Tue 1 Nov 2005
We did a level switch today, so all the Resident Teacher’s from Lower Elementary went to the Upper Elementary today. I ended up in a first/second grade class. Unfortunately I was experiencing the opposite of yesterday: Too much sleep. You know when you’ve slept so much you have a headache? Granted, I needed to go to bed at 8:30pm last night, I hadn’t slept a wink the night before. We had a total of three trick or treaters. The last one was a teenager with no costume, just a backpack and a starter jacket. Kris asked him, “Hey, where’s your costume?” The kid shrugged and said, “I don’t have one.” We gave him candy for his honesty. Josh insisted we watch horror movies all night. That’s fine when it’s something goofy like Nightmare On Elm Street. It’s not cool when it’s Resurrection of Halloween, or whatever one has Michael roaming around in his white mask. When I left Josh he was deeply involved with Scream 2.
So anyway, I showed up to school in a daze. It rained passionately all day and all night, the winter slowly invaded the day with premature darkness at night and eerie light in the morning. I observed a few things about the first and second grade:
1) The Math is a little harder and the expectation is much higher. Gone are the days when you could just write down the numbers and call it good. These kids are required to map out the entire equation using base ten rods, single units, and hundreds cubes. They have to draw these components on the paper along with the numbers. Granted, many of them are still remembering to put the day’s date and their name on the paper. I was impressed…and relieved that much of the math was not over my head.

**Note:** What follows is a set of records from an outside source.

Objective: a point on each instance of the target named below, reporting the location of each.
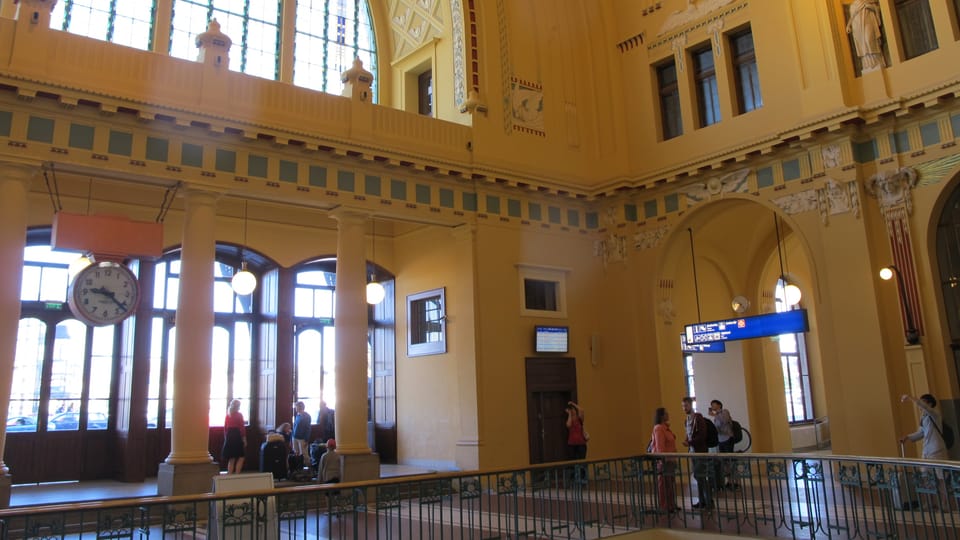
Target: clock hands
(111, 295)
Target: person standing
(724, 424)
(576, 438)
(664, 441)
(325, 421)
(864, 26)
(234, 438)
(931, 427)
(696, 431)
(301, 431)
(330, 464)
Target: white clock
(103, 294)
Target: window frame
(744, 61)
(543, 273)
(668, 100)
(705, 78)
(419, 329)
(924, 37)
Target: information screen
(712, 346)
(770, 324)
(552, 338)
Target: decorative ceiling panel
(412, 23)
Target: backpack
(713, 438)
(737, 431)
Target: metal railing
(757, 495)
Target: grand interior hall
(549, 194)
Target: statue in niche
(864, 25)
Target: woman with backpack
(931, 427)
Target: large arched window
(63, 370)
(796, 369)
(232, 366)
(329, 35)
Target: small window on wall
(425, 93)
(708, 100)
(543, 292)
(426, 323)
(917, 32)
(671, 121)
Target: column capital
(349, 216)
(18, 171)
(199, 195)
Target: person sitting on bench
(330, 464)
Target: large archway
(738, 247)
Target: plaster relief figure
(864, 25)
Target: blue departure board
(712, 346)
(770, 324)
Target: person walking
(234, 438)
(724, 424)
(664, 441)
(696, 441)
(301, 431)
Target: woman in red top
(234, 438)
(576, 439)
(665, 442)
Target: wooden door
(551, 383)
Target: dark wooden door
(551, 383)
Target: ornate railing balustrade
(762, 495)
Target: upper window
(745, 74)
(705, 74)
(916, 27)
(425, 93)
(543, 291)
(795, 367)
(329, 35)
(426, 323)
(252, 25)
(127, 22)
(670, 118)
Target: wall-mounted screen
(552, 338)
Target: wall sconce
(375, 291)
(244, 282)
(912, 335)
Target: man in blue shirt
(301, 431)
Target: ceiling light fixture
(791, 292)
(244, 282)
(912, 335)
(375, 291)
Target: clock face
(103, 294)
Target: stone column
(189, 468)
(357, 460)
(468, 445)
(14, 182)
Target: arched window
(63, 370)
(315, 358)
(796, 369)
(253, 25)
(329, 35)
(126, 22)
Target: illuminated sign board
(770, 324)
(712, 346)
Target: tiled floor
(67, 492)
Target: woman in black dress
(234, 438)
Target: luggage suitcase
(273, 459)
(902, 489)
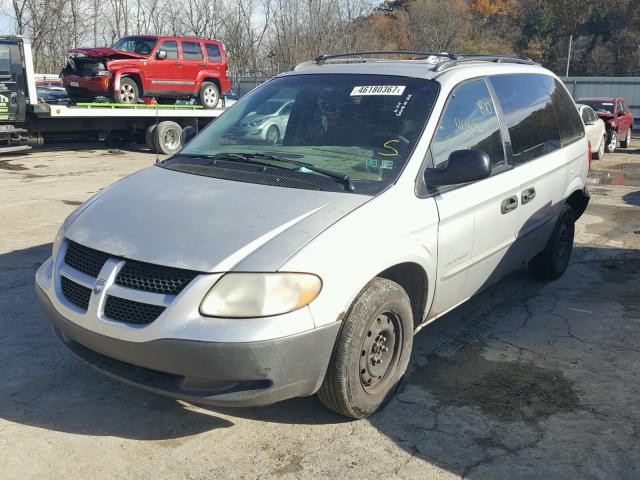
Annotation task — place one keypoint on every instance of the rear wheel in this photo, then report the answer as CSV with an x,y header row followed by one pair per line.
x,y
209,95
626,143
613,141
598,154
372,351
129,93
167,137
552,262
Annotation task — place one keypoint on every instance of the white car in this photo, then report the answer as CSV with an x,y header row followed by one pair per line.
x,y
595,129
240,272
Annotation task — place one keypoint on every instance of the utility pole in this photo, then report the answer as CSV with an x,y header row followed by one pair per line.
x,y
569,54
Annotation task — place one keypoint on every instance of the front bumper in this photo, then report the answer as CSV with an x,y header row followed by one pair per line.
x,y
75,84
214,373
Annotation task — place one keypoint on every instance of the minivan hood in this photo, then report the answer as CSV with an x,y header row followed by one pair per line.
x,y
108,53
209,225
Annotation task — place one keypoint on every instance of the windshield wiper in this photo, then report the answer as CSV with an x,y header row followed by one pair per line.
x,y
343,179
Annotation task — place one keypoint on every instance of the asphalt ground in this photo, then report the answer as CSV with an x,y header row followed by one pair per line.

2) The weird kids get even weirder…one girl is dead set on the Goth Path. It’s like she was made for black make-up and fishnet gloves. Never have I met a gloomier seven-year-old. Another girl, who reeked of cat urine, told me I would make a good vampire for Halloween.
3) Teacher worship is fading with first graders. They’re quicker to judge, defy, and ignore you. I’m used to the four-year-olds flinging themselves at me for hugs and reassurance that they’re fabulous.
4) I came out of class significantly less sticky.
5) Gone are the toys…no lincoln logs, legos, constructobots, and other fun stuff. First grade contained only the bare essentials, like books, plants, and a fish tank.
November 2nd, 2005 at 3:24 pm
Please, I beg of you. Instill in the little ones a deep respect for things like capitialization of proper nouns and appropriate uses of the apostrophe.
I am beginning to think that the Oregon public school system must be horrid, these kids can barely string sentences together.
November 2nd, 2005 at 6:15 pm
And teach them how to spot an ounce of good weed.